The failures of Silicon Valley Bank (“SVB”) and Signature Bank have highlighted the risks to companies of maintaining all of their bank accounts with one institution.

Lenders regularly condition their credit facility commitments on borrowers maintaining their primary deposit accounts with them. Secured credit facilities often further hinder companies’ ability to diversify their cash management by requiring that any accounts not maintained with the administrative agent be subject to deposit account control agreements at the time any such accounts are opened. 

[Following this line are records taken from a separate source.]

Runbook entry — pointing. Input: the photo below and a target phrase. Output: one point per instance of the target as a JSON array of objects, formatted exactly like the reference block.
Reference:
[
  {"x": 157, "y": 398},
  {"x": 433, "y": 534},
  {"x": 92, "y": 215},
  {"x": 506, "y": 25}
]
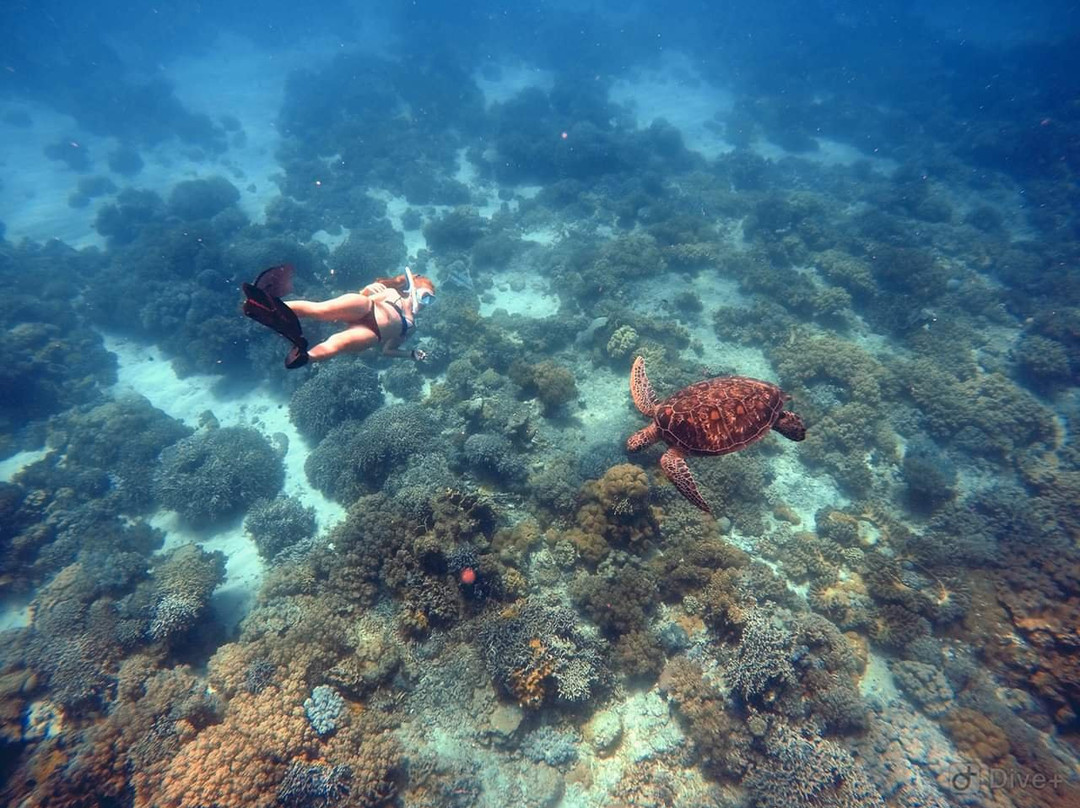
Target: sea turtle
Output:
[{"x": 712, "y": 417}]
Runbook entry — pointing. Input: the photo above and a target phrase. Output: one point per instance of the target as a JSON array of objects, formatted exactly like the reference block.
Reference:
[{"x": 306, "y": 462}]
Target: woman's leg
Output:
[
  {"x": 345, "y": 308},
  {"x": 350, "y": 340}
]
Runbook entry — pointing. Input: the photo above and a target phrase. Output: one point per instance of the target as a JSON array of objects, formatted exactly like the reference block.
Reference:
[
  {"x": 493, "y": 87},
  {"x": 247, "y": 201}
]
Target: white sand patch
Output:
[
  {"x": 15, "y": 614},
  {"x": 10, "y": 467},
  {"x": 544, "y": 236},
  {"x": 804, "y": 492},
  {"x": 677, "y": 93},
  {"x": 234, "y": 79},
  {"x": 605, "y": 394},
  {"x": 143, "y": 371},
  {"x": 35, "y": 190},
  {"x": 877, "y": 681},
  {"x": 502, "y": 82},
  {"x": 530, "y": 298}
]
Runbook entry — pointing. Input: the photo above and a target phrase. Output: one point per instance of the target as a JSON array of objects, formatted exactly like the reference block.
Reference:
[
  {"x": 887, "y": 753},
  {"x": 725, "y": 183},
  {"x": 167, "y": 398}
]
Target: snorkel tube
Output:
[{"x": 412, "y": 288}]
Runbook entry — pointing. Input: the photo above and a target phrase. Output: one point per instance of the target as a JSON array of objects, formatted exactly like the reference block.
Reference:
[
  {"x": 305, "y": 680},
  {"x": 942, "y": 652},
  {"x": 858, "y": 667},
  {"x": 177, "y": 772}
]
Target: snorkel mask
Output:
[{"x": 417, "y": 297}]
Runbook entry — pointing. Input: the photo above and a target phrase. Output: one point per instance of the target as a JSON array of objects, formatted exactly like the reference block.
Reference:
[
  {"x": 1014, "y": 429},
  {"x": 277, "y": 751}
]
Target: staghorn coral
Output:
[
  {"x": 807, "y": 771},
  {"x": 764, "y": 658},
  {"x": 314, "y": 785},
  {"x": 617, "y": 509},
  {"x": 125, "y": 438},
  {"x": 494, "y": 456},
  {"x": 184, "y": 581}
]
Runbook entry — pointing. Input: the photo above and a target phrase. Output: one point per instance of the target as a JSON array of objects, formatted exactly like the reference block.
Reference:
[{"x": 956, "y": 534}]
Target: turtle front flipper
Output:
[
  {"x": 674, "y": 466},
  {"x": 645, "y": 400},
  {"x": 643, "y": 438}
]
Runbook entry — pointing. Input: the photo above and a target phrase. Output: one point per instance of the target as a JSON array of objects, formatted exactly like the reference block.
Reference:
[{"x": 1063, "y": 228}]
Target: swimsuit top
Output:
[{"x": 406, "y": 325}]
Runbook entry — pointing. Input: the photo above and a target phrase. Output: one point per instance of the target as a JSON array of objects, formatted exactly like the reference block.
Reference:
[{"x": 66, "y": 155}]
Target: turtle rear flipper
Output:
[
  {"x": 643, "y": 438},
  {"x": 674, "y": 467},
  {"x": 645, "y": 400}
]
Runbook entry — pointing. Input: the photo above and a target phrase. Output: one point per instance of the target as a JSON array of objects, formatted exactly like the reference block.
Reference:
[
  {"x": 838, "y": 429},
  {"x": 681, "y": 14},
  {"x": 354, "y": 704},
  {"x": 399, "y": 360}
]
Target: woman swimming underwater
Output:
[{"x": 382, "y": 312}]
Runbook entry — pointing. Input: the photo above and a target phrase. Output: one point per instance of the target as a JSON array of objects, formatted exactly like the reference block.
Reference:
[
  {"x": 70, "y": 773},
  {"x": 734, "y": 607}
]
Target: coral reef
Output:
[
  {"x": 216, "y": 473},
  {"x": 539, "y": 654},
  {"x": 275, "y": 525},
  {"x": 340, "y": 391}
]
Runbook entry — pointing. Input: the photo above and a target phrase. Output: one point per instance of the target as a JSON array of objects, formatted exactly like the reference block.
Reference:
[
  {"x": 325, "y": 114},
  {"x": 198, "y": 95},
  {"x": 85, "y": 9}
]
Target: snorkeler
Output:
[{"x": 382, "y": 312}]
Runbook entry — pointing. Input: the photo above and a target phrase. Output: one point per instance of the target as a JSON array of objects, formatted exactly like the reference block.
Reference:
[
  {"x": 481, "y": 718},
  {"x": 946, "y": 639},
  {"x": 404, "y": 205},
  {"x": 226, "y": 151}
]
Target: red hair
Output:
[{"x": 401, "y": 282}]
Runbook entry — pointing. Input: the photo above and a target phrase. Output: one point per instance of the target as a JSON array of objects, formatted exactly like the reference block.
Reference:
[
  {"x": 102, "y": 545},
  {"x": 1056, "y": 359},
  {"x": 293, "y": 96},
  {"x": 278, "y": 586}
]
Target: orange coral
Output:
[
  {"x": 242, "y": 761},
  {"x": 528, "y": 684}
]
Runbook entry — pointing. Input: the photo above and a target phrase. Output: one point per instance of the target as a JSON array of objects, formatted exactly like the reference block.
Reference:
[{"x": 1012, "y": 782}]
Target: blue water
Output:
[{"x": 400, "y": 552}]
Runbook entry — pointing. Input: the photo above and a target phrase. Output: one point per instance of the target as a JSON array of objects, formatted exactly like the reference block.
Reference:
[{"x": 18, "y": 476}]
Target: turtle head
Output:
[{"x": 791, "y": 426}]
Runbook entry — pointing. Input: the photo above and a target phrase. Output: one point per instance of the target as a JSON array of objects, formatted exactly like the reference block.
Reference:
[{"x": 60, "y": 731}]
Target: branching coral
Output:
[
  {"x": 720, "y": 738},
  {"x": 807, "y": 771},
  {"x": 217, "y": 472},
  {"x": 339, "y": 391},
  {"x": 279, "y": 524},
  {"x": 125, "y": 438},
  {"x": 539, "y": 654},
  {"x": 355, "y": 457}
]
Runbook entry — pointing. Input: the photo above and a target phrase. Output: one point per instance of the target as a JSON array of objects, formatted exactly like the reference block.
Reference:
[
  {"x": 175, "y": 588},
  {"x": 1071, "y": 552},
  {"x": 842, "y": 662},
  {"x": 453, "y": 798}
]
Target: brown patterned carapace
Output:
[{"x": 712, "y": 417}]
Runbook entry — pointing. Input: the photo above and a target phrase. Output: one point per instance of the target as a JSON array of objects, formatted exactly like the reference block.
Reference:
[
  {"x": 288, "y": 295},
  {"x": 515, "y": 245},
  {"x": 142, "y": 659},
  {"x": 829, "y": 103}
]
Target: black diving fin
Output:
[{"x": 264, "y": 305}]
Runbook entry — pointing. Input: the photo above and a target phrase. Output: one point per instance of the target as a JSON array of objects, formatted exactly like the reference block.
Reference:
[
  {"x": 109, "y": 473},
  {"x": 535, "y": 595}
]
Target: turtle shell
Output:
[{"x": 721, "y": 415}]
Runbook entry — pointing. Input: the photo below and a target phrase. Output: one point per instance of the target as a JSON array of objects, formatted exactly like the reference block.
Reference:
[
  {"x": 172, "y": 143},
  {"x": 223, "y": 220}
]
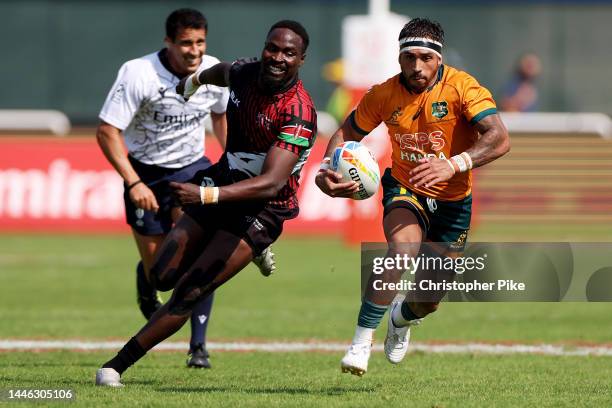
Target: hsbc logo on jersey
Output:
[
  {"x": 421, "y": 141},
  {"x": 415, "y": 146}
]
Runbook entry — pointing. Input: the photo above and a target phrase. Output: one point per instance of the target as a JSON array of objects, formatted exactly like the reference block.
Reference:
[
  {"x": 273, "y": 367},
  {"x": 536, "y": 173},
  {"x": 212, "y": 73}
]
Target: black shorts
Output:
[
  {"x": 258, "y": 223},
  {"x": 157, "y": 179},
  {"x": 443, "y": 221}
]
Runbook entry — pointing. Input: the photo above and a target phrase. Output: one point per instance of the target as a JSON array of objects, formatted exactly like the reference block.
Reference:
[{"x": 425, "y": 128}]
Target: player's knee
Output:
[
  {"x": 184, "y": 303},
  {"x": 160, "y": 280}
]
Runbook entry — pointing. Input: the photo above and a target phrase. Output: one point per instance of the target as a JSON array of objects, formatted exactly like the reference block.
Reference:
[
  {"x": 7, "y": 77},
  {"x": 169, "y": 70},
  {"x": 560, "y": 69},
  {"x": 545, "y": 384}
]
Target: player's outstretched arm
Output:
[
  {"x": 219, "y": 122},
  {"x": 218, "y": 75},
  {"x": 328, "y": 181},
  {"x": 276, "y": 170}
]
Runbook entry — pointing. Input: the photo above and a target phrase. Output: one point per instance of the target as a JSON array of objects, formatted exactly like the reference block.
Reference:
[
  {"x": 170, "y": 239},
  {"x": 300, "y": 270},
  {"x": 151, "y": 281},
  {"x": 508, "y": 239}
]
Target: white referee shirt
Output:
[{"x": 159, "y": 127}]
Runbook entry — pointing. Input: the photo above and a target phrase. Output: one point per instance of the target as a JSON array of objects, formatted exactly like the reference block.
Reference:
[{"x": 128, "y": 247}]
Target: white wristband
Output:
[{"x": 209, "y": 195}]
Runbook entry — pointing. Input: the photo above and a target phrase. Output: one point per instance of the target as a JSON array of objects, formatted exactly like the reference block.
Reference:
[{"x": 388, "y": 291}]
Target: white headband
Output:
[{"x": 420, "y": 43}]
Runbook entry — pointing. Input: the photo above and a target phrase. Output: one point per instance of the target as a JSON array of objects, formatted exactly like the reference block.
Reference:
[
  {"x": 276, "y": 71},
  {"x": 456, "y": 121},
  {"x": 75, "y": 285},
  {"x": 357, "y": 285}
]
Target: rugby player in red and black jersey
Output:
[{"x": 238, "y": 206}]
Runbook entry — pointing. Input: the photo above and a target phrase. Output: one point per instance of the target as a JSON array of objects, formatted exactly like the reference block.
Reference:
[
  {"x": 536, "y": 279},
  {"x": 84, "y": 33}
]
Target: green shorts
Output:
[{"x": 443, "y": 221}]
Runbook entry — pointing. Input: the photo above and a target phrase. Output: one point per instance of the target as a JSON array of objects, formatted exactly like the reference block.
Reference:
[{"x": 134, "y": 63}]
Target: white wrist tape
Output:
[
  {"x": 325, "y": 164},
  {"x": 450, "y": 163},
  {"x": 463, "y": 161},
  {"x": 209, "y": 195}
]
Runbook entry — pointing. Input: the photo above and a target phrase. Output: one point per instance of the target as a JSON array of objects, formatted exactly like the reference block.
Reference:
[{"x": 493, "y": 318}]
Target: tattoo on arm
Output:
[{"x": 493, "y": 142}]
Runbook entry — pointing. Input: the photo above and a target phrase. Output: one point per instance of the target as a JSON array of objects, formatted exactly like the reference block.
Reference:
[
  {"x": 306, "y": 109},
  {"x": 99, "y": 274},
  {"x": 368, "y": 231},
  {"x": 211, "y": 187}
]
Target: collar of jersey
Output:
[{"x": 429, "y": 88}]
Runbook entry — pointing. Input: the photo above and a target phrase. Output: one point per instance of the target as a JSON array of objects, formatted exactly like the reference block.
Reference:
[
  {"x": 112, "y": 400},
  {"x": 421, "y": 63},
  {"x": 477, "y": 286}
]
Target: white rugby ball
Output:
[{"x": 355, "y": 162}]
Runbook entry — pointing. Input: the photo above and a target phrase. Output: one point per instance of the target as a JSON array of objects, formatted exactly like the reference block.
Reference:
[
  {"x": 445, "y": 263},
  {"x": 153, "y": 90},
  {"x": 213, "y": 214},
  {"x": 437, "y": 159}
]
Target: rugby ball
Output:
[{"x": 355, "y": 162}]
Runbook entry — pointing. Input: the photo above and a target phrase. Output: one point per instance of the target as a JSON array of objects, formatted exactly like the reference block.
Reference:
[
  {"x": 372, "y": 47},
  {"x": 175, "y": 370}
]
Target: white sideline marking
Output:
[{"x": 284, "y": 347}]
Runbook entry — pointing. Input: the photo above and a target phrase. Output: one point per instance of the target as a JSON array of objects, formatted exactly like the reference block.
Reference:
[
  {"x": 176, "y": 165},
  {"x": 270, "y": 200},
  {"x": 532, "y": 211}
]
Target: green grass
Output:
[
  {"x": 269, "y": 379},
  {"x": 58, "y": 287}
]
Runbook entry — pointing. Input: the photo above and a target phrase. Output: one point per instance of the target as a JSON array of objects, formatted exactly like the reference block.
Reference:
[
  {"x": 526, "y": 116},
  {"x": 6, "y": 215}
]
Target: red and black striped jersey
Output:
[{"x": 257, "y": 121}]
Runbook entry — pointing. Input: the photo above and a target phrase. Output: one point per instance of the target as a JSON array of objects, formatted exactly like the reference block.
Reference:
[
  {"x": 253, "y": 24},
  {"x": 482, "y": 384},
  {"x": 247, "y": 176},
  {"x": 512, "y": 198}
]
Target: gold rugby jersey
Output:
[{"x": 437, "y": 122}]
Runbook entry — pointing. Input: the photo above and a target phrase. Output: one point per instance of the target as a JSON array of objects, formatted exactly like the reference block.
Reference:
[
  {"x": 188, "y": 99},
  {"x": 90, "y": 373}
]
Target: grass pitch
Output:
[{"x": 67, "y": 287}]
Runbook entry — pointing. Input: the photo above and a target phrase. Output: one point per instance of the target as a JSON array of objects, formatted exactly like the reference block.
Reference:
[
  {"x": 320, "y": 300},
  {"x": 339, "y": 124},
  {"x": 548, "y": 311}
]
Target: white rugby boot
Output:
[
  {"x": 355, "y": 361},
  {"x": 266, "y": 262},
  {"x": 398, "y": 338},
  {"x": 108, "y": 377}
]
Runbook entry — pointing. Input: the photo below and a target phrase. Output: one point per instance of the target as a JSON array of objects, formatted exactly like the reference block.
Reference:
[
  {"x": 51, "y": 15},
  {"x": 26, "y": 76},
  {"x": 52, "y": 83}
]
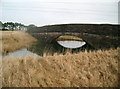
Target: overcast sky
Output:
[{"x": 46, "y": 12}]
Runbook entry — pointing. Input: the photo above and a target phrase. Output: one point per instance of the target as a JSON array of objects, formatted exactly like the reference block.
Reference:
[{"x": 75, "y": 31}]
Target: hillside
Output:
[{"x": 97, "y": 35}]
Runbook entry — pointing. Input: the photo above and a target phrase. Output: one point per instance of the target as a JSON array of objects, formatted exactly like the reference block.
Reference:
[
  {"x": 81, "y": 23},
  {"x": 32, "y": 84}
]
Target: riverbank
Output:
[
  {"x": 14, "y": 40},
  {"x": 85, "y": 69}
]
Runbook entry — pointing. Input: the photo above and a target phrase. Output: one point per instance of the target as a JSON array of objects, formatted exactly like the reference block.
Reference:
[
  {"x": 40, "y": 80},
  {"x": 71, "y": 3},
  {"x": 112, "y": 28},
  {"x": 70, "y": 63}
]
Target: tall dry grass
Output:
[
  {"x": 84, "y": 69},
  {"x": 14, "y": 40}
]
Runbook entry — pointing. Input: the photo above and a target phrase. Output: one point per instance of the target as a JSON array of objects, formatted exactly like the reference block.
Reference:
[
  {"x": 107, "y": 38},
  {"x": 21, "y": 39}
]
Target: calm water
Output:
[
  {"x": 46, "y": 47},
  {"x": 71, "y": 44}
]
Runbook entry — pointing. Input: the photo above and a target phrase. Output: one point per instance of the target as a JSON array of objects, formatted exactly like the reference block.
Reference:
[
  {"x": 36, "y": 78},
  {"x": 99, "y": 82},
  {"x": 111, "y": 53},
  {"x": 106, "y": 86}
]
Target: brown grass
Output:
[
  {"x": 14, "y": 40},
  {"x": 85, "y": 69}
]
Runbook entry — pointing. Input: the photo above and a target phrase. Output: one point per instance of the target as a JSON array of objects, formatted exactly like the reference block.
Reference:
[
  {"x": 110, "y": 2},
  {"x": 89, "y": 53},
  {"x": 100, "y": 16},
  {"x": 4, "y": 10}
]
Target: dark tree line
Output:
[{"x": 13, "y": 26}]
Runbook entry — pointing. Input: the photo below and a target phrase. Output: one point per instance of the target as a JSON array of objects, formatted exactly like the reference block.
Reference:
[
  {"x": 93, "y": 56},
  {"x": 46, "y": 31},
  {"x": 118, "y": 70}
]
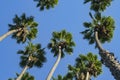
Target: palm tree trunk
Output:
[
  {"x": 22, "y": 73},
  {"x": 109, "y": 59},
  {"x": 55, "y": 65},
  {"x": 7, "y": 34},
  {"x": 98, "y": 42},
  {"x": 87, "y": 76}
]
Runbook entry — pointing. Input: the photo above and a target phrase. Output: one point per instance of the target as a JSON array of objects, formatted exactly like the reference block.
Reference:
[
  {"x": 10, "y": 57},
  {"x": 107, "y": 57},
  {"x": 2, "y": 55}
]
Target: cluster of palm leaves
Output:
[
  {"x": 103, "y": 25},
  {"x": 33, "y": 55},
  {"x": 42, "y": 4},
  {"x": 98, "y": 5},
  {"x": 63, "y": 39}
]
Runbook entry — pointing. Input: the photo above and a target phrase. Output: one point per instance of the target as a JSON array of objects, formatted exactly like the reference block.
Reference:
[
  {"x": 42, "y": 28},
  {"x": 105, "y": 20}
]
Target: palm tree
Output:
[
  {"x": 26, "y": 76},
  {"x": 46, "y": 4},
  {"x": 33, "y": 55},
  {"x": 60, "y": 43},
  {"x": 86, "y": 66},
  {"x": 98, "y": 5},
  {"x": 23, "y": 28},
  {"x": 101, "y": 30}
]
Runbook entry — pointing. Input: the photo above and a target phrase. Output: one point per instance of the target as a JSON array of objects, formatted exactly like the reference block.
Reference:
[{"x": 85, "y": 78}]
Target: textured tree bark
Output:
[
  {"x": 22, "y": 73},
  {"x": 109, "y": 59},
  {"x": 55, "y": 65},
  {"x": 8, "y": 33},
  {"x": 87, "y": 76}
]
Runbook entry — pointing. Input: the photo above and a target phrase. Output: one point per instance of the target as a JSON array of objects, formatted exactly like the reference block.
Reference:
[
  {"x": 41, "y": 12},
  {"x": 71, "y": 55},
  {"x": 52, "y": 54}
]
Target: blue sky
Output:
[{"x": 69, "y": 15}]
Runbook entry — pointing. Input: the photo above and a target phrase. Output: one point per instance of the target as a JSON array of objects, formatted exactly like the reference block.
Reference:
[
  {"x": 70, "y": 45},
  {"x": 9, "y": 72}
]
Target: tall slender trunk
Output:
[
  {"x": 87, "y": 76},
  {"x": 55, "y": 65},
  {"x": 22, "y": 73},
  {"x": 109, "y": 59},
  {"x": 7, "y": 34}
]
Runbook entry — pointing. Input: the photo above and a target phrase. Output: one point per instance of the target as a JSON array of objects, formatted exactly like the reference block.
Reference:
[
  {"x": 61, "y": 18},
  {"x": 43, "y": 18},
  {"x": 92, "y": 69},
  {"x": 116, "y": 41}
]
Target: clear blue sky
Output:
[{"x": 69, "y": 15}]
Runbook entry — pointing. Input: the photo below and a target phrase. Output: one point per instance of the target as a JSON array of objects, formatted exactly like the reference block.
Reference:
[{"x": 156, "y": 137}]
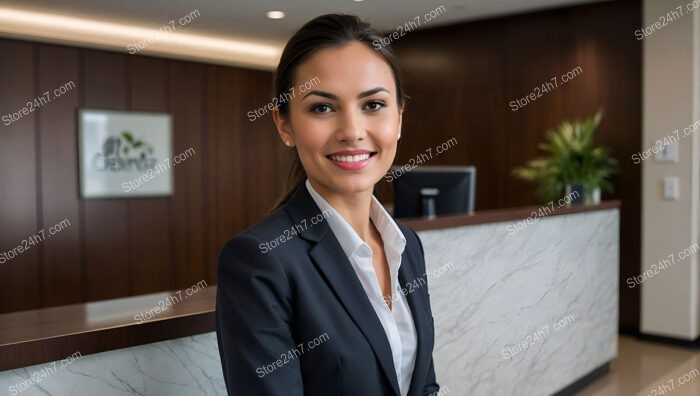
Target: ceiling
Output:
[{"x": 247, "y": 21}]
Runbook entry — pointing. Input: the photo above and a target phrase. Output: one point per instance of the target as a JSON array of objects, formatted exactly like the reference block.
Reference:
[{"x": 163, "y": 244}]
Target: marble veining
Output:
[
  {"x": 503, "y": 288},
  {"x": 489, "y": 290}
]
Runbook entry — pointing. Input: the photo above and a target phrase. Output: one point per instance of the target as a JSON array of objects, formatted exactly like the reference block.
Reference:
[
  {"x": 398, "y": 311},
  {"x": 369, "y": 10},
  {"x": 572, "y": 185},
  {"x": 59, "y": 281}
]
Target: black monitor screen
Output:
[{"x": 427, "y": 191}]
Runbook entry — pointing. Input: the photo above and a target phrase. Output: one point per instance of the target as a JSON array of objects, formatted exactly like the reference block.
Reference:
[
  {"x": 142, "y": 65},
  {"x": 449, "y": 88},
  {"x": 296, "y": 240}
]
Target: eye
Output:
[
  {"x": 374, "y": 105},
  {"x": 320, "y": 108}
]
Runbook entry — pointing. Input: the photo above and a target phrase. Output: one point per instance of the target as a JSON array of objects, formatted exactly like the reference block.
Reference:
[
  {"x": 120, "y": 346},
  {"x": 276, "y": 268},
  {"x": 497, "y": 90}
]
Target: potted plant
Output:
[{"x": 573, "y": 164}]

This past week, fearing they may not be able to access cash or make payroll, many companies rushed to evaluate their exposure to “at risk” banks. Facing both a lack of diversification in where their bank accounts were maintained, and loan documents restricting their ability to open new accounts or move cash, companies were forced to decide whether to breach their contractual obligations in a “flight to safety” or risk a run on the bank and subsequent collapse. 

As Kenny Rogers sang:

“You got to know when to hold ‘em
Know when to fold ‘em
Know when to walk away
And know when to run.”

On a call last week, the new CEO of SVB Bridge Bank alluded to the choice many companies must have made (i.e., running) when he suggested that SVB is willing to “work with” clients that pulled money out of the bank in violation of their contracts with SVB.

While the full impact of the recent bank failures and turmoil in the broader market is still unfolding, companies should examine any contractual arrangements to which they are party, requiring that all bank accounts be maintained with one institution. Companies should also look out for liquidity covenants that are calculated based only on cash on deposit at a specific institution. Further, in the context of a new financing or refinancing, companies should push back hard on any condition that their treasury management systems reside with one institution in light of the FDIC’s insurance on accounts.

However, beyond diversifying their cash management banks, companies should conduct due diligence on their existing cash management banks and any potential cash management banks to determine:

  • the percentage of accounts held by the bank that exceed the $250,000 FDIC limit (the higher the percentage, the higher the likelihood and impact of a bank run);
  • the percentage of securities portfolio classified as held to maturity with a long term duration (the higher the percentage, the higher the likelihood of liquidity constraints that impair a bank’s ability to withstand a bank run); and
  • whether the bank has a reciprocal deposit program to maximize FDIC insurance (which splits up large deposits above the FDIC insurance limit and distributes them into a network of other banks).